Problem: Charlotte, N.C.-based Nucor Corp. is the largest steel manufacturer and recycler in the U.S. About two years ago, however, the company realized that it was known primarily for its size—not its strengths or brand.
In 2005, Nucor launched a full-scale rebranding effort and ad campaign with the help of marketing communications agency Eric Mower & Associates to differentiate itself from other steel producers. One of the primary audiences for the campaign was C-level executives, said Matt Ferguson, an EMA Group B2B partner and manager of the Nucor account.
“The sales managers within Nucor’s product groups have found that whenever they had relationships at the C-level with a prospective customer, it paved the way for making a sale,” Ferguson said. “If CEOs begin to understand that Nucor is more than just a commodity steel manufacturer … they’re more likely to spread the news to purchasing agents and engineers, the people who actually buy steel. It creates a mentality that ‘you can’t get fired for specifying Nucor.’ ”
Solution: EMA and Nucor put together a series of ads made specifically for the print and online editions of BusinessWeek and The Wall Street Journal. The ads were designed to convey the point that Nucor is more than just another supplier of steel.
“We worked to tell the story about how Nucor is an innovative, well-run, environmentally responsible, all-American company,” Ferguson said.
Added Daniel R. DiMicco, Nucor’s president-CEO: “We are in a dynamic industry that has reinvented itself virtually overnight, and we believe Nucor is at the leading edge of that transformation. We believe it’s important for our customers, stakeholders, plant communities and other business associates to understand the difference that our culture makes in everything we do.”
The campaign, dubbed “It’s Our Nature,” focused on how Nucor recycles and works to provide cleaner air, builds loyalty among its 11,000 workers through such initiatives as a no-layoffs policy and pay-for-performance bonus system, and creates smaller factories that save space and increase productivity. In addition to the ads placed in BusinessWeek and the Journal, Nucor and EMA supported the campaign with aggressive public and media relations efforts, internal communications and trade publication ads.
The results were so impressive that Nucor and EMA launched a second wave of the campaign in 2006.
Results: In a McGraw-Hill Cos. tracking study of C-level audiences following the first year of the campaign, unaided brand awareness for Nucor in its industry increased 85%, Ferguson said.
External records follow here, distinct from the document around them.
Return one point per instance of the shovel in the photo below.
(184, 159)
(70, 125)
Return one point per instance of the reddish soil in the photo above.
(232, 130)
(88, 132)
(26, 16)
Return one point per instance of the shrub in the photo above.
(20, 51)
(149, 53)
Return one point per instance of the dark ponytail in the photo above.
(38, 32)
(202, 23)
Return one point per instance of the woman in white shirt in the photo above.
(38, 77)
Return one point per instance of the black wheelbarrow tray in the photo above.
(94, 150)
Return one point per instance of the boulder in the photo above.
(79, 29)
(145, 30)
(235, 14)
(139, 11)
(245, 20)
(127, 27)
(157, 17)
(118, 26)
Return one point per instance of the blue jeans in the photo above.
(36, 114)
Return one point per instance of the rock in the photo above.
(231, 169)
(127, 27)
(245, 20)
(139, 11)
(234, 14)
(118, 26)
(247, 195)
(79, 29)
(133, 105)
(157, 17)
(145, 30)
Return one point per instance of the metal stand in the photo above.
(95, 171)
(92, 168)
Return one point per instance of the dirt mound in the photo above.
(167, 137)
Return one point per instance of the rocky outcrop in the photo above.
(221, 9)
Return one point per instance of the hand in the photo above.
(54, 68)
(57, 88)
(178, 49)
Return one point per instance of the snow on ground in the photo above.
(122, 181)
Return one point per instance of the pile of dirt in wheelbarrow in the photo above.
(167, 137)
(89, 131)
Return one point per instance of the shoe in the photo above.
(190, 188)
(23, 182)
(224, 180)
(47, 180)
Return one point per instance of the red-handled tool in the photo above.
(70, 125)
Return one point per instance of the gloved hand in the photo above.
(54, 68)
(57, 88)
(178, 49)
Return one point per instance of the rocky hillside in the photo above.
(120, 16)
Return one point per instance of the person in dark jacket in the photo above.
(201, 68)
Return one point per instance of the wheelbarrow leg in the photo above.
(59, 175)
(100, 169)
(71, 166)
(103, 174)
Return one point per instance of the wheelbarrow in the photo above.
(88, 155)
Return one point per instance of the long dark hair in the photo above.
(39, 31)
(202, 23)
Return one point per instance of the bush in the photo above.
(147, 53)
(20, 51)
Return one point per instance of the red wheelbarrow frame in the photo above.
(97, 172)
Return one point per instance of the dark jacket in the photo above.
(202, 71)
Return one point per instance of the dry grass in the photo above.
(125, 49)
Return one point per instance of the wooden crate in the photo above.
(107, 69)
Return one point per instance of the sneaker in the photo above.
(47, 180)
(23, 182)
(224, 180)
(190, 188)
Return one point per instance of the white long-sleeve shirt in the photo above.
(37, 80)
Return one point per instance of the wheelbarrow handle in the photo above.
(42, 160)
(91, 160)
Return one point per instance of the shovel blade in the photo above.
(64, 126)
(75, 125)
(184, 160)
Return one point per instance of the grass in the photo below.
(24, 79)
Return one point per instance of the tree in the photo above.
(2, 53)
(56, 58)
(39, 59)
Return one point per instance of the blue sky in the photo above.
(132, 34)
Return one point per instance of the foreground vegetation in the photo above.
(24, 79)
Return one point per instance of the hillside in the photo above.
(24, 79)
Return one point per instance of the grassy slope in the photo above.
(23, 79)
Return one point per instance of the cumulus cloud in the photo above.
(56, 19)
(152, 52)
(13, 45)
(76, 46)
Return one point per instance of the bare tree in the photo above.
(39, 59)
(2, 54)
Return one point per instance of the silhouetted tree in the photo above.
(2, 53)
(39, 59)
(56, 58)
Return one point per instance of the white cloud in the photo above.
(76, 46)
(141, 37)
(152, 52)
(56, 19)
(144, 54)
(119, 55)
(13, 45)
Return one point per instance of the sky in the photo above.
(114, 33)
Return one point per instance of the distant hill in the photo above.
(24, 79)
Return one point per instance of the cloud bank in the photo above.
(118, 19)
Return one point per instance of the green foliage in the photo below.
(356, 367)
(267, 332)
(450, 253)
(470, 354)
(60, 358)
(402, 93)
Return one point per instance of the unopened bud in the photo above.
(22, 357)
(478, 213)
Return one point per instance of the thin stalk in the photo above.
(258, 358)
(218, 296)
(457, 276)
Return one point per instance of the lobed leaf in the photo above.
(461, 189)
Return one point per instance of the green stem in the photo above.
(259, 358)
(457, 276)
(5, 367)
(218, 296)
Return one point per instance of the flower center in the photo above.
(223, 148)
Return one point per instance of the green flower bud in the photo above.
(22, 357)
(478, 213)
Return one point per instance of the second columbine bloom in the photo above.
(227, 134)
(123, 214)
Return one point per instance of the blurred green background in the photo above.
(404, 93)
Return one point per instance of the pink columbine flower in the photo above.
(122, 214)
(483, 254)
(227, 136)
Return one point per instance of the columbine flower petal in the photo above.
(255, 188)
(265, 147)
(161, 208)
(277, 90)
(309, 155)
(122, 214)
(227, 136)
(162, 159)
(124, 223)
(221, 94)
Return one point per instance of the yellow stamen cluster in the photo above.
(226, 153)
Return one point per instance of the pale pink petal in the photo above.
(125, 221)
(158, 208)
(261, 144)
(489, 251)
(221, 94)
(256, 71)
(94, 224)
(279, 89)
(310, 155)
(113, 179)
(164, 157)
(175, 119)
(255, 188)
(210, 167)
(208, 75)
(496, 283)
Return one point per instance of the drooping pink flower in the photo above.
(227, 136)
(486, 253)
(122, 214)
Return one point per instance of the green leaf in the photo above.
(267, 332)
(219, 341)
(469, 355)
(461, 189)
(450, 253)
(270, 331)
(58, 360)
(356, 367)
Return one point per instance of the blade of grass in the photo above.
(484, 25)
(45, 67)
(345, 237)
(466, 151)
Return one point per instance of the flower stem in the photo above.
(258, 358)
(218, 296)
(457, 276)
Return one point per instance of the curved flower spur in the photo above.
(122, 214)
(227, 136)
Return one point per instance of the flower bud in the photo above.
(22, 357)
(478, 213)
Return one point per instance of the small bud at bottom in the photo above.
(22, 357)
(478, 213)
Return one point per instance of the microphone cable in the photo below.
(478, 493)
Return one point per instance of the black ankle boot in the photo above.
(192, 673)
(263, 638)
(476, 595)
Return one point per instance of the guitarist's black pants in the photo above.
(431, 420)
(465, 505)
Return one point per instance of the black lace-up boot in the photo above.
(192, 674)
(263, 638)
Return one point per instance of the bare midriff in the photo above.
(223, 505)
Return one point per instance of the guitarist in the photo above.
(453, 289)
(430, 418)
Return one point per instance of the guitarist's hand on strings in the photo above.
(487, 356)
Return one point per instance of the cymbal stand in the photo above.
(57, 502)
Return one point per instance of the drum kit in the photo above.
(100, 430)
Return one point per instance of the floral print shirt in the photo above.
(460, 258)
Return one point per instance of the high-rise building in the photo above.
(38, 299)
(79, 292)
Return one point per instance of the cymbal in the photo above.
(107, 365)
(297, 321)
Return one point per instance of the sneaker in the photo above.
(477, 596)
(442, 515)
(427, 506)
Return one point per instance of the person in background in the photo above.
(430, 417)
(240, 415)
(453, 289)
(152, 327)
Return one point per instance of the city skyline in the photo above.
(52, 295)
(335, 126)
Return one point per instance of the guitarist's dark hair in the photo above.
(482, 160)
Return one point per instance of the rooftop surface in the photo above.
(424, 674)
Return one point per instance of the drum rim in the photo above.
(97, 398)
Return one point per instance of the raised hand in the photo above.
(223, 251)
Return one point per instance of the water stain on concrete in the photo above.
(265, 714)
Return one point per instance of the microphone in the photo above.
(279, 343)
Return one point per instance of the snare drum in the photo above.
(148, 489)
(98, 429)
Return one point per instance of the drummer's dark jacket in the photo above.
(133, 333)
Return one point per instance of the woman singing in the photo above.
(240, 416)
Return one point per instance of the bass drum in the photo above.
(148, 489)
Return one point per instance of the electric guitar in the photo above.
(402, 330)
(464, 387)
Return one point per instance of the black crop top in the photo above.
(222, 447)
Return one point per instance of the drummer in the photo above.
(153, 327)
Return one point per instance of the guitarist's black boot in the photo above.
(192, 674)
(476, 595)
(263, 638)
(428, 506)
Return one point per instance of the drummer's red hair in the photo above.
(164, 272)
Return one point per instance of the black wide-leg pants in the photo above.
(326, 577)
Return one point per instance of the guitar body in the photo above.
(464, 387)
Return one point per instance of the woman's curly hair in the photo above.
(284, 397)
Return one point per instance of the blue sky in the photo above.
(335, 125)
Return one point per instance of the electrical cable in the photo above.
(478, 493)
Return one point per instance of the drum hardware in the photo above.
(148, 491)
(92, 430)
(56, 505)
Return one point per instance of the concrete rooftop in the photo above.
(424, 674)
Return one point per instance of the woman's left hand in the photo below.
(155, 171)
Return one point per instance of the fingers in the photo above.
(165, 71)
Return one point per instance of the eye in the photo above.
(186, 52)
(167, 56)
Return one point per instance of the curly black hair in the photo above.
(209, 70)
And in a similar Dow Jones Co. study, the company’s overall corporate reputation increased 35%.
The ads also scored very highly. In Starch readership studies, Nucor’s “What if We Could Make Pig Iron Grow on Trees?” ad was ranked the No. 3 most-noted ad in the edition of The Wall Street Journal in which it was measured, beating “BusinessWeek and besting brands such as Infiniti and Sprint, Ferguson said.